Xue Kun, Wang FuKe, Suwardi Ady, Han Ming-Yong, Teo Peili, Wang Pei, Wang Shijie, Ye Enyi, Li Zibiao, Loh Xian Jun
Institute of Materials Research and Engineering, A∗STAR (Agency for Science, Technology and Research), 2 Fusionopolis Way, Innovis, #08-03, Singapore, 138634, Singapore.
Mater Today Bio. 2021 Nov 23;12:100165. doi: 10.1016/j.mtbio.2021.100165. eCollection 2021 Sep.

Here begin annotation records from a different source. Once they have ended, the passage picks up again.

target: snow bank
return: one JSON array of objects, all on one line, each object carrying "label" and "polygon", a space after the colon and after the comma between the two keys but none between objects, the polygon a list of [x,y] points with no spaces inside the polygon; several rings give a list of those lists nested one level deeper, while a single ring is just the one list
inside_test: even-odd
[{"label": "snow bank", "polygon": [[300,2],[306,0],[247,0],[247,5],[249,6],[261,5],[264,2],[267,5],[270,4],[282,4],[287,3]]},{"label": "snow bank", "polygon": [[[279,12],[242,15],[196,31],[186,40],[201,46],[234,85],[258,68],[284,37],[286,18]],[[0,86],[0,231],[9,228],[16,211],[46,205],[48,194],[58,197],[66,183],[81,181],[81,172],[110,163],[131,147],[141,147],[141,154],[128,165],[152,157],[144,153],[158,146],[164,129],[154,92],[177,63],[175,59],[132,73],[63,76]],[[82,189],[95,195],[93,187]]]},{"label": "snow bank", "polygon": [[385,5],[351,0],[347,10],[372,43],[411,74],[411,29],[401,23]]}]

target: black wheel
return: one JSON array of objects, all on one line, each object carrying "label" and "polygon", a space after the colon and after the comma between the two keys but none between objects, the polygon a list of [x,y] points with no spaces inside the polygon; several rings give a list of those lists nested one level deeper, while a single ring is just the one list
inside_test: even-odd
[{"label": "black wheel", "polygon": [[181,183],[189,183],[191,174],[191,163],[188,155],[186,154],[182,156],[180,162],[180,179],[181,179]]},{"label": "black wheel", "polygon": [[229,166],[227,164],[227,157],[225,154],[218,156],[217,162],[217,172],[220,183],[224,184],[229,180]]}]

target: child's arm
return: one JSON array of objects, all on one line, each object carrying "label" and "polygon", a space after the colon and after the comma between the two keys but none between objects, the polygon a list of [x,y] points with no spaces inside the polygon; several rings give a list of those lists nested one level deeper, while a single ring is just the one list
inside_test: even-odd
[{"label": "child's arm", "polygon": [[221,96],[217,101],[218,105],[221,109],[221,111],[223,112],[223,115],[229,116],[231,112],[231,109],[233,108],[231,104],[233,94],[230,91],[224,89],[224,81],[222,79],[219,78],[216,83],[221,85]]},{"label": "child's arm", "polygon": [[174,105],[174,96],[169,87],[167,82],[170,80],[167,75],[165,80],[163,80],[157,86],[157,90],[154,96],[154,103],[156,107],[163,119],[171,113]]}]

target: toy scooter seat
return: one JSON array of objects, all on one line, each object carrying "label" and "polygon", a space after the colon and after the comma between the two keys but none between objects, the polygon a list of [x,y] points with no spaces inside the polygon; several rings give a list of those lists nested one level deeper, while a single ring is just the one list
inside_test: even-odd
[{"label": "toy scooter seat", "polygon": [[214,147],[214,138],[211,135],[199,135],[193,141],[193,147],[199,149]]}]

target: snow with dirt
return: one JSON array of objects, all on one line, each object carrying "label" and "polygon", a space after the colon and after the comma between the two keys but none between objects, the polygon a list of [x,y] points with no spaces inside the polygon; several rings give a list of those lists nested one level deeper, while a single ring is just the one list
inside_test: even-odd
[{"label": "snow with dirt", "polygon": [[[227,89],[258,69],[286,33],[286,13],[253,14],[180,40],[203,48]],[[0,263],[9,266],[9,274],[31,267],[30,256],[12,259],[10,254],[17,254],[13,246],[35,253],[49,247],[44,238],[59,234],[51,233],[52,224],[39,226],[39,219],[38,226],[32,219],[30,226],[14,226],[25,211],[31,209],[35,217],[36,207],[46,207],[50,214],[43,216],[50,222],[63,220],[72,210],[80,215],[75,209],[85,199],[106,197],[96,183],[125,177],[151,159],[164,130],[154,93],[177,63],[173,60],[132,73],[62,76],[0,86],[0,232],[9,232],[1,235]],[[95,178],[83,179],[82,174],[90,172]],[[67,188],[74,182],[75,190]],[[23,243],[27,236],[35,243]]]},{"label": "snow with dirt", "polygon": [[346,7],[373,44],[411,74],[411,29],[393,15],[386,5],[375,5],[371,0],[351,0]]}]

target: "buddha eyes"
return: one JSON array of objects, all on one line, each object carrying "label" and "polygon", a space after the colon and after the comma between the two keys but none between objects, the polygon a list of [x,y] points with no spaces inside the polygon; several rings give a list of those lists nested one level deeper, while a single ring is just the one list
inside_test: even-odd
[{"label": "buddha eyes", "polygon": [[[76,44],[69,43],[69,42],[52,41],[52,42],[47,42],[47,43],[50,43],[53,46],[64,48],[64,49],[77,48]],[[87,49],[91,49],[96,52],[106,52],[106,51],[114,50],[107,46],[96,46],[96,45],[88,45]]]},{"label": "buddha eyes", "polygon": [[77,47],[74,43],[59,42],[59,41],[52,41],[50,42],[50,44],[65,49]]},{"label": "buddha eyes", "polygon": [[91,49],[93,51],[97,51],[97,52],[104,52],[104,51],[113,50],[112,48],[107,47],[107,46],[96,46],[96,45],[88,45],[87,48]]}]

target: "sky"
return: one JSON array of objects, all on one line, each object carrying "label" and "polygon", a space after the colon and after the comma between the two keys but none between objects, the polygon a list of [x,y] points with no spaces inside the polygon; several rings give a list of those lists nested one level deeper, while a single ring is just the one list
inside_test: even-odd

Biomaterials is an interdisciplinary field of research to achieve desired biological responses from new materials, regardless of material type. There have been many exciting innovations in this discipline, but commercialization suffers from a lengthy discovery to product pipeline, with many failures along the way. Success can be greatly accelerated by harnessing machine learning techniques to comb through large amounts of data. There are many potential benefits of moving from an unstructured empirical approach to a development strategy that is entrenched in data. Here, we discuss the recent work on the use of machine learning in the discovery and design of biomaterials, including new polymeric, metallic, ceramics, and nanomaterials, and how machine learning can interface with emerging use cases of 3D printing. We discuss the steps for closer integration of machine learning to make this exciting possibility a reality.
生物材料学是一个跨学科研究领域,旨在从新材料(无论材料类型如何)中实现预期的生物学反应。该学科已经有许多令人兴奋的创新成果,但商业化过程却面临着从发现到产品流程漫长且沿途失败众多的问题。利用机器学习技术梳理大量数据可极大地加速成功进程。从非结构化的经验方法转向基于数据的开发策略有许多潜在益处。在此,我们讨论了近期关于机器学习在生物材料发现与设计中的应用的工作,包括新型聚合物、金属、陶瓷和纳米材料,以及机器学习如何与3D打印的新兴用例相结合。我们还讨论了更紧密整合机器学习以实现这一令人兴奋的可能性的步骤。